La Ley 5/2007 de Parques Nacionales establece que los parques nacionales deben tener un mínimo de 15.000 ha, mientras que el Patronato del parque sólo contempla ampliar 1.102 ha, quedando ahora con 3.030 ha. Pero esta ampliación no es sólo mala desde el punto de vista cuantitativo, sino sobre todo cualitativo, ya que se limita a incluir las fincas aledañas al parque, y que fueron adquiridas en los últimos años con la intención de evitar el riego, algunas de ellas bajo claras sospechas de fraude, pues ya eran fincas de secano, pero que aportan poco valor ambiental al mismo, mientras que deja fuera los Ojos del Guadiana, que es, sin duda, el lugar más emblemático del entorno de las Tablas, y el que más valor ambiental, social e incluso turístico aportaría al parque.

Este suelo que pisamos, en los Ojos del Guadiana, es dominio público hidráulico, y así lo ha señalado una sentencia ratificada por el Tribunal Supremo, que, como podemos ver, no se respeta. Compete a la Administración del Estado efectuar el deslinde y restituir el dominio público hidráulico según indica el artículo 95 del Texto Refundido de la Ley de Aguas, y por ello exigimos al Patronato de las Tablas, al Organismo Autónomo de Parques Nacionales y a la Confederación Hidrográfica del Guadiana, que ejecuten la sentencia, realizando el deslinde cuanto antes e incorporando todo el dominio público hidráulico hasta los Ojos del Guadiana al Parque Nacional de las Tablas de Daimiel.

También pedimos que se protejan estos humedales de las nuevas amenazadas que surgen como consecuencia de un progreso destructivo y depredador, como son la fractura hidráulica (fracking en inglés) y la contaminación radioactiva proveniente del cementerio nuclear que se pretende construir en Villar de Cañas en al cuenca alta del Guadiana. Pedimos a nuestros Gobiernos que sigan el ejemplo de otros que han comprendido la gravedad de estas nuevas amenazas, y declaren la región Castellano-Manchega territorio libre de ellas.
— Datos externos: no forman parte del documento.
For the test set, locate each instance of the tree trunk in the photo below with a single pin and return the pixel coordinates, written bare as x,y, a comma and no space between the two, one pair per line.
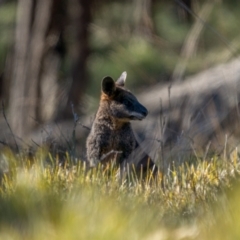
31,27
79,78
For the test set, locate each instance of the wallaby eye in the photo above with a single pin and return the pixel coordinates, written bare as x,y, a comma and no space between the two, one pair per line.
127,103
Por último, queremos recordar a la población manchega y particularmente a la casta política y sus grandes empresas que el agua es un bien común, del que toda la ciudadanía tiene derecho a beneficiarse, y que, por tanto, no tienen legitimidad para convertirla en una mercancía más con la que especular en los mercados, como pretenden. Es un error tratar de salir de esta crisis económica sobreexplotando nuestros recursos naturales y agudizando la crisis ambiental, porque finalmente el destino del hombre va unido al de la Naturaleza.
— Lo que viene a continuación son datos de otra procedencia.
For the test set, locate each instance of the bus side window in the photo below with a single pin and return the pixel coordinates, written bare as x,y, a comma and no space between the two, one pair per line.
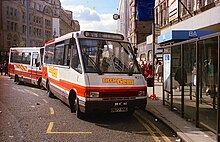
75,63
67,55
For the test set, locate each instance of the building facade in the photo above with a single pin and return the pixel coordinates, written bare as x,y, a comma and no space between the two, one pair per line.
123,21
140,20
190,41
42,26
Tenemos derecho a ver correr nuestros ríos y arroyos; tenemos derecho a ver sus límites deslindados; a que sus cauces y riberas se pueblen de vegetación constantemente; a que nuestras charcas, navas, vegas, tablas, lagunas y aguazales se inunden; tenemos derecho a que de nuestros humedales emane la vida libremente. Asumamos el compromiso moral de recuperar y transmitir el vínculo de este legado, hacerle justicia y conservarlo. Este patrimonio natural hay que protegerlo para toda la sociedad actual y para las generaciones futuras. Protegerlo también para nuestros socios europeos, junto con los que ellos protegen en sus respectivos países también para nosotros, y para todos los estados que hemos firmado la convención de Ramsar, en la que las Tablas, junto con Doñana, fueron nuestras primeras aportaciones.

Las Tablas sin los Ojos del Guadiana, sin la recuperación del sistema fluviopalustre del que quedan como testimonio, no tendrán garantía de supervivencia como ecosistema, y quedarán reducidas a ser un resto de lo que fue una de los doscientas zonas húmedas más importantes de nuestro planeta.
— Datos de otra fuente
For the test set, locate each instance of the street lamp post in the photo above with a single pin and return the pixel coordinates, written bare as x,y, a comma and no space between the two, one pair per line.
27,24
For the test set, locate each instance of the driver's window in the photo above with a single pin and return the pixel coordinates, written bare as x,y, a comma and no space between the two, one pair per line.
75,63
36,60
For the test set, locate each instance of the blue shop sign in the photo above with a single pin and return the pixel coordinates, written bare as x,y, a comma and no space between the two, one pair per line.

Por una ampliación del Parque Nacional de las Tablas de Daimiel con sentido.

¡Ojos del Guadiana, Parque Nacional YA!

En Los Ojos del Guadiana, a 17 de Noviembre del 2013

Firmantes: Ecologistas en Acción de Ciudad Real, Asociación Ojos del Guadiana Vivos, Foro Social de Campo de Criptana, Encinares Vivos de la Mancha, Plataforma por un nuevo Modelo Energético, Plataforma contra el ATC, CGT y EQUO Castilla-La Mancha.